"Yes. There's the negro above stairs for one thing, Cullen's servant. For another I met Cullen Mayle on the road as I was travelling here. He counterfeited an ague, which he told me he had caught on the Guinea coast. The ague was counterfeit, but very likely he has been on the Guinea coast."
"Of course," cried Dick.
"Not a doubt of it," said Helen.
"So this is my theory. George Glen came to enlist Adam Mayle's help and Adam Mayle's money, in some voyage to Africa. Cullen Mayle overheard it, and got the start of George Glen. So here's George Glen back again upon Tresco, and watching for Cullen Mayle."
"See!" cried Helen suddenly. "Did I not tell you you were sent here to a good end?"

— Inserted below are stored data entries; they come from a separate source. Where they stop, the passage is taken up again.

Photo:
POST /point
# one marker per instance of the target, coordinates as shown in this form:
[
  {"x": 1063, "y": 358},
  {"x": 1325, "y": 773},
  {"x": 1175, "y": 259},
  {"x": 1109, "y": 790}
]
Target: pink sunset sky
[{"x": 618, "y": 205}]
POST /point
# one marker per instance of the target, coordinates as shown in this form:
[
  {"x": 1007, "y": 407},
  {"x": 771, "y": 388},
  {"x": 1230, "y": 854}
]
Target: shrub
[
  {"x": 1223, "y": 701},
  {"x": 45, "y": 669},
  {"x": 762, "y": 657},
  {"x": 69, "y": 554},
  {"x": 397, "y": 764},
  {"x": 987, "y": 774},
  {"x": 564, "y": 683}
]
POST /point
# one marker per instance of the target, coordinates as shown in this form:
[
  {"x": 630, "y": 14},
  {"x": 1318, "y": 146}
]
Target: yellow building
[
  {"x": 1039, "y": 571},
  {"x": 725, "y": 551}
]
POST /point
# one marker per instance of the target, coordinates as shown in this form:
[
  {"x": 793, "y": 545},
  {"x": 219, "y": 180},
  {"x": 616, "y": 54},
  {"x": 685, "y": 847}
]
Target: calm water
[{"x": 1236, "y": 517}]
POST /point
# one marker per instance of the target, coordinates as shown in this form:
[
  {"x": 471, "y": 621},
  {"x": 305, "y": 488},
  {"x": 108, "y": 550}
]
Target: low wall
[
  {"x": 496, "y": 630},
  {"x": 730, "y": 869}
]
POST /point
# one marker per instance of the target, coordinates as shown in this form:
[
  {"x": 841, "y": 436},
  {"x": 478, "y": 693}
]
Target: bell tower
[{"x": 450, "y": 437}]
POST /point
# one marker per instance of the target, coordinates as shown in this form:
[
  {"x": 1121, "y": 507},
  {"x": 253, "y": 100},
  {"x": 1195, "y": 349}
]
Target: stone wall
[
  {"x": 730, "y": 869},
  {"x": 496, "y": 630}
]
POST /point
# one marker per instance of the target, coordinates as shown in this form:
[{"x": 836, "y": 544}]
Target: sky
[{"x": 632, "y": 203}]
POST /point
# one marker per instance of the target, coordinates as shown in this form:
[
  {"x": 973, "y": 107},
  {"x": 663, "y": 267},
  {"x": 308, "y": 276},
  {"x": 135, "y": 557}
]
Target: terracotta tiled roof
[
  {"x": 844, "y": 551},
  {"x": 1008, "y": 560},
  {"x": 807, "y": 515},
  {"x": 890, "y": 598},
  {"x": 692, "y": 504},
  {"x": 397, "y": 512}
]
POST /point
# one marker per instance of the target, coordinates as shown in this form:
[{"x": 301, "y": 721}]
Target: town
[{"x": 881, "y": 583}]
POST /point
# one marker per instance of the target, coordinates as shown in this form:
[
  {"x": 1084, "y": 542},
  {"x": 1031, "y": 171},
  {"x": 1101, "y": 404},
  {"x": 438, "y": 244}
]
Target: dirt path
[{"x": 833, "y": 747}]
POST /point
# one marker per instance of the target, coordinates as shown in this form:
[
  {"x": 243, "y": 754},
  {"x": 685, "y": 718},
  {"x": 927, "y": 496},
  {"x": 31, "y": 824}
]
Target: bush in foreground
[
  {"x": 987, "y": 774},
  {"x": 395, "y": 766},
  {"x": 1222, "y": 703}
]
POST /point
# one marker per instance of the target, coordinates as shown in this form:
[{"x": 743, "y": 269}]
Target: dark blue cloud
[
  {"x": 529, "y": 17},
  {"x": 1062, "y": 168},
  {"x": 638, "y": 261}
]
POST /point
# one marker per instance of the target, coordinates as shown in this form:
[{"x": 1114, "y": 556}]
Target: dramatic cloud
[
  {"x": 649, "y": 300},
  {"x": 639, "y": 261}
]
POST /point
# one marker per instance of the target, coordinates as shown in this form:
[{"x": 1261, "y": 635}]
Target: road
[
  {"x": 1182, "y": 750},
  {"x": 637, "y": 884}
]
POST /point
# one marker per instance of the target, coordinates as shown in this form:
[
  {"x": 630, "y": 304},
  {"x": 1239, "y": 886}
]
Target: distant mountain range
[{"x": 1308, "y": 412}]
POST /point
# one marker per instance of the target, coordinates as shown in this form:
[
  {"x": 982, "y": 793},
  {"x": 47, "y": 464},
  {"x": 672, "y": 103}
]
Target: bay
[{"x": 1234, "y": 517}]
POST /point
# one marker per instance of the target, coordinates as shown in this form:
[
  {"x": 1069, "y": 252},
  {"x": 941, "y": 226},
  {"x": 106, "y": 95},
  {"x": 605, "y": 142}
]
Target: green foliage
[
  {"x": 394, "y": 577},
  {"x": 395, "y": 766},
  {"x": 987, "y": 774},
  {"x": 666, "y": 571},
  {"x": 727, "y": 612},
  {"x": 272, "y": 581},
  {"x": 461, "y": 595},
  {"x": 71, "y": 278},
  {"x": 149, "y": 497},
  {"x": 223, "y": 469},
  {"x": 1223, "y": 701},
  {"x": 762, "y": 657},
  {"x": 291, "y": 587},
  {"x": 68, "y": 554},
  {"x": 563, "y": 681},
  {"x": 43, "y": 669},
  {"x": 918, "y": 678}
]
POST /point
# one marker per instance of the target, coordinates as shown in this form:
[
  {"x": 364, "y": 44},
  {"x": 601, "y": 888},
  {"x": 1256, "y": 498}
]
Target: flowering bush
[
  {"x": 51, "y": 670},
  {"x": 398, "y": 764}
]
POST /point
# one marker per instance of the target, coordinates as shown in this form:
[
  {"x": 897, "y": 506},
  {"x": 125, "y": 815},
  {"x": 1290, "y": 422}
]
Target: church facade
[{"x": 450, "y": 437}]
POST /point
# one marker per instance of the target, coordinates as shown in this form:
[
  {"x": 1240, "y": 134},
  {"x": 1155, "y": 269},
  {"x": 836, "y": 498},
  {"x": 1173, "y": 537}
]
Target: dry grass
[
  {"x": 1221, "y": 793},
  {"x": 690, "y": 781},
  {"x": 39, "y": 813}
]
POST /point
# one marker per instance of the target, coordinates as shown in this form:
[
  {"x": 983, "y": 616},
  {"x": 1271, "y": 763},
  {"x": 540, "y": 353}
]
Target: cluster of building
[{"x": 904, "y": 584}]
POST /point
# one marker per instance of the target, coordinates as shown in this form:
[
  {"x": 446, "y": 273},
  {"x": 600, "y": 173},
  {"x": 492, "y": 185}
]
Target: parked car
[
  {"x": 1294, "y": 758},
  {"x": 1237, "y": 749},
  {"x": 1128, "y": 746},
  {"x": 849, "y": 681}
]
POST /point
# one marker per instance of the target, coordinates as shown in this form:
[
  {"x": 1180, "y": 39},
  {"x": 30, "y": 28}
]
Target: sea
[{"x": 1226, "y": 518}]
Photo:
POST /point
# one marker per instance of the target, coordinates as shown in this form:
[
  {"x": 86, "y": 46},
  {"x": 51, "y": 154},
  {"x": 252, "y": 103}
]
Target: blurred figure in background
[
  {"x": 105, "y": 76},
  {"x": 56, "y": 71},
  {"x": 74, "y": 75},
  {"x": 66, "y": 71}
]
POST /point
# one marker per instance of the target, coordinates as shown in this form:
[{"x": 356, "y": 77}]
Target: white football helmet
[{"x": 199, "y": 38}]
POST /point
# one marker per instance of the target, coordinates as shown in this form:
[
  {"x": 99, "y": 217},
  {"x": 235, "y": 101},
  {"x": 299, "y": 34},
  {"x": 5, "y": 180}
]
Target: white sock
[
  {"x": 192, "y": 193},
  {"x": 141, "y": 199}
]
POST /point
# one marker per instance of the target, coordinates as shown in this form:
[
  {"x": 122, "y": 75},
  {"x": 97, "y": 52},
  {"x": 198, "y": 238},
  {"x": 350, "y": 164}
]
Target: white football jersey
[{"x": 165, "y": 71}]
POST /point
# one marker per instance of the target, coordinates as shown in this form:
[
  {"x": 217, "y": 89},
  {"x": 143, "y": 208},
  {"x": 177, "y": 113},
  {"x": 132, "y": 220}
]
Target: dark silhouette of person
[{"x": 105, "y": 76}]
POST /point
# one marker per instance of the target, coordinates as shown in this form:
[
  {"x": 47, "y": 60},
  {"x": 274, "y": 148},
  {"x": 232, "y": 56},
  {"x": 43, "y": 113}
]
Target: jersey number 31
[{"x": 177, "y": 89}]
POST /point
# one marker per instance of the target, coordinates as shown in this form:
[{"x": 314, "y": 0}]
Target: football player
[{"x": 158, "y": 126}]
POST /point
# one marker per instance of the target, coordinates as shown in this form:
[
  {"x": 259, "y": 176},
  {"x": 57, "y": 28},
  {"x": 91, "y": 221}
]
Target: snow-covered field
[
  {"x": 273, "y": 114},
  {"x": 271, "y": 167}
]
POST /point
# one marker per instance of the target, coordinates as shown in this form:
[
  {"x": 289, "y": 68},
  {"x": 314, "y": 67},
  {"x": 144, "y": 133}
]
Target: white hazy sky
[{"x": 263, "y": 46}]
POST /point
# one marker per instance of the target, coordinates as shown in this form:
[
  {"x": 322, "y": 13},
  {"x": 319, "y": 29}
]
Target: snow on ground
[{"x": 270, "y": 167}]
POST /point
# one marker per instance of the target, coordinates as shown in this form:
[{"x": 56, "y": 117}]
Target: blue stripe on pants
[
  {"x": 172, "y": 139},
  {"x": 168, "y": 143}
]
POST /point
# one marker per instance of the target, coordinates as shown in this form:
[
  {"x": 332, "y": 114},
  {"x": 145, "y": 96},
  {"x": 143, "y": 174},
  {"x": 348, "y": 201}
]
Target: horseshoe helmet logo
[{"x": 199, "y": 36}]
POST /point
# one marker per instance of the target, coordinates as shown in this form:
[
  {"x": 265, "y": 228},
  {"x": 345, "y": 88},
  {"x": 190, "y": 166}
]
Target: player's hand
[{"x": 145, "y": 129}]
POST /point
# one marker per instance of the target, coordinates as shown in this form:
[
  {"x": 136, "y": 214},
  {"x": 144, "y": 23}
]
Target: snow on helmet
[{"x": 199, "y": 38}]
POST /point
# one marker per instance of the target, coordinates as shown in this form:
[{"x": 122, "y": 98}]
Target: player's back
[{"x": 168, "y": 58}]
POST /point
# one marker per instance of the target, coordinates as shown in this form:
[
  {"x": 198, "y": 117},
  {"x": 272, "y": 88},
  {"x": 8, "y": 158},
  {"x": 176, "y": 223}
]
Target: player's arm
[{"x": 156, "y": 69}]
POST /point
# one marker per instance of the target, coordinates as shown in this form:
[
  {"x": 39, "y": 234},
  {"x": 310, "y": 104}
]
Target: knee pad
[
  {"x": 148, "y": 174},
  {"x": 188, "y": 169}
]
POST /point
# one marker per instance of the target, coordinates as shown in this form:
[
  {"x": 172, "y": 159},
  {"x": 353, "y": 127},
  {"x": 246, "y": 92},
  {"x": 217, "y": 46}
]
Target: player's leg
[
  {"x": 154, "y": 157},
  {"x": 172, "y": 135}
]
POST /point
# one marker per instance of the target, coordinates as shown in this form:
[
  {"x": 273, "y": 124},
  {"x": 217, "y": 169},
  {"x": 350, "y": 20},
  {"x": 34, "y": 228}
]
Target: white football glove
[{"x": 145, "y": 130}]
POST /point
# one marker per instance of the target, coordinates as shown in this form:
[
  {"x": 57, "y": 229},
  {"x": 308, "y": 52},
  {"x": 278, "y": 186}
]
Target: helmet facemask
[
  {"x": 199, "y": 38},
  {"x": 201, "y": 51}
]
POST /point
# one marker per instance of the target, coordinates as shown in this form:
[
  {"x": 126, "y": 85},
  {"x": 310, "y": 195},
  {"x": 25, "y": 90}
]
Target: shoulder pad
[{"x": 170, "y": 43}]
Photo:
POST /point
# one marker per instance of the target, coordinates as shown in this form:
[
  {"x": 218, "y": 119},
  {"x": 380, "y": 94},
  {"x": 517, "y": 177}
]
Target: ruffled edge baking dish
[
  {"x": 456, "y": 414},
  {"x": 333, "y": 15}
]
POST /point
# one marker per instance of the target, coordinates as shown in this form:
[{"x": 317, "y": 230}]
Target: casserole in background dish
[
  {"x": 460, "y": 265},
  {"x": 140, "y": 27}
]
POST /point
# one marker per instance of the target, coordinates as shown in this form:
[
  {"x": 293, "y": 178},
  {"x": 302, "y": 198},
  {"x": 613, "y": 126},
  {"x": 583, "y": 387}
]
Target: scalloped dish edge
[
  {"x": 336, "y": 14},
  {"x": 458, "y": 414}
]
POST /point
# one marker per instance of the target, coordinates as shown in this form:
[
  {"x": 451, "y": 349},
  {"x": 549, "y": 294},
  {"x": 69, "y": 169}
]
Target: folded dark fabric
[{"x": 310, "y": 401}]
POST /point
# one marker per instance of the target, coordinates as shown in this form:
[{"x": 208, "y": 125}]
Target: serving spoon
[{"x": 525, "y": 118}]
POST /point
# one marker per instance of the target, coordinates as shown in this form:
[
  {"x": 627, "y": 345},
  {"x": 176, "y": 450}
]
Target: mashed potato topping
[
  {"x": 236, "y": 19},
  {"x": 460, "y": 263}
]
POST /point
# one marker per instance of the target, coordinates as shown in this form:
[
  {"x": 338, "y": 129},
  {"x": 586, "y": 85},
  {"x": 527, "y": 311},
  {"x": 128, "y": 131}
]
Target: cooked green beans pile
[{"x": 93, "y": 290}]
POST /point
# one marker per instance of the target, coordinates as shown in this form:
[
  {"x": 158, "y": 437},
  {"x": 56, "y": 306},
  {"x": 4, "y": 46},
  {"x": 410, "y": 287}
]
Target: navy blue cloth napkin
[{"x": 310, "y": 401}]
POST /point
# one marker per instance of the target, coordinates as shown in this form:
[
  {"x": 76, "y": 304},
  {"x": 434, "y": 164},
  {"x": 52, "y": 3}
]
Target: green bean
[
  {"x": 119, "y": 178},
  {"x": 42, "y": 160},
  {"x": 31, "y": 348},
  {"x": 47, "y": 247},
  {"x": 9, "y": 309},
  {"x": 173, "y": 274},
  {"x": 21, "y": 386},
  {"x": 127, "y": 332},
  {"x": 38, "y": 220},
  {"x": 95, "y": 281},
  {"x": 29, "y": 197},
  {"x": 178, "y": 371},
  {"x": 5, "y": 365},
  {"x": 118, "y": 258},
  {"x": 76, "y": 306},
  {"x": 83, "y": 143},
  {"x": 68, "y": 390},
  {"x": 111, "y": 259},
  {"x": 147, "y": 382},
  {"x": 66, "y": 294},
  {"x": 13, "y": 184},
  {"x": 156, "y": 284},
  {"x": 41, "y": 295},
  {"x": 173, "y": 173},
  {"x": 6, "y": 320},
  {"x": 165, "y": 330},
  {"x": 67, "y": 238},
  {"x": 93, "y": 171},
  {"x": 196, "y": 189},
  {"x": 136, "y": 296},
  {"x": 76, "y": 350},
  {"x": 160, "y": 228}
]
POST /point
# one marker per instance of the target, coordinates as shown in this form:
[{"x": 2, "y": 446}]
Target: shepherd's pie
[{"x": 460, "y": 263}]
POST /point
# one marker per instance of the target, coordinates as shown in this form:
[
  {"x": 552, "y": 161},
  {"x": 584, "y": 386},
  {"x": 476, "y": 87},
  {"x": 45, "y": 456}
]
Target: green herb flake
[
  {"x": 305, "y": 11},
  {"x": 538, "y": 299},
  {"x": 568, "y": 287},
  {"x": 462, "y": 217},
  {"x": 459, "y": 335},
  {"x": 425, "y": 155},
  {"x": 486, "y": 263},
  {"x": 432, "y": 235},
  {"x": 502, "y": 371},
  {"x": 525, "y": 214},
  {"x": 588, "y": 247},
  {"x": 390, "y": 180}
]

"But we are not out of the wood yet," I protested. "We have to discover what it was that Glen proposed to Mr. Mayle. How shall we do that?"
"How?" repeated Helen, and she looked to me confidently for the answer.
"I can think of but one way," said I, "to go boldly to George Glen and make terms with him."
"Would he speak, do you think?"
"Most likely not," I answered, and so in spite of my fine conjecture, we did not seem to have come any nearer to an issue. We were both of us silent for some while. The very confidence which Helen displayed stung me into an activity of thought. Helen herself was sunk in an abstraction, and in that abstraction she spoke.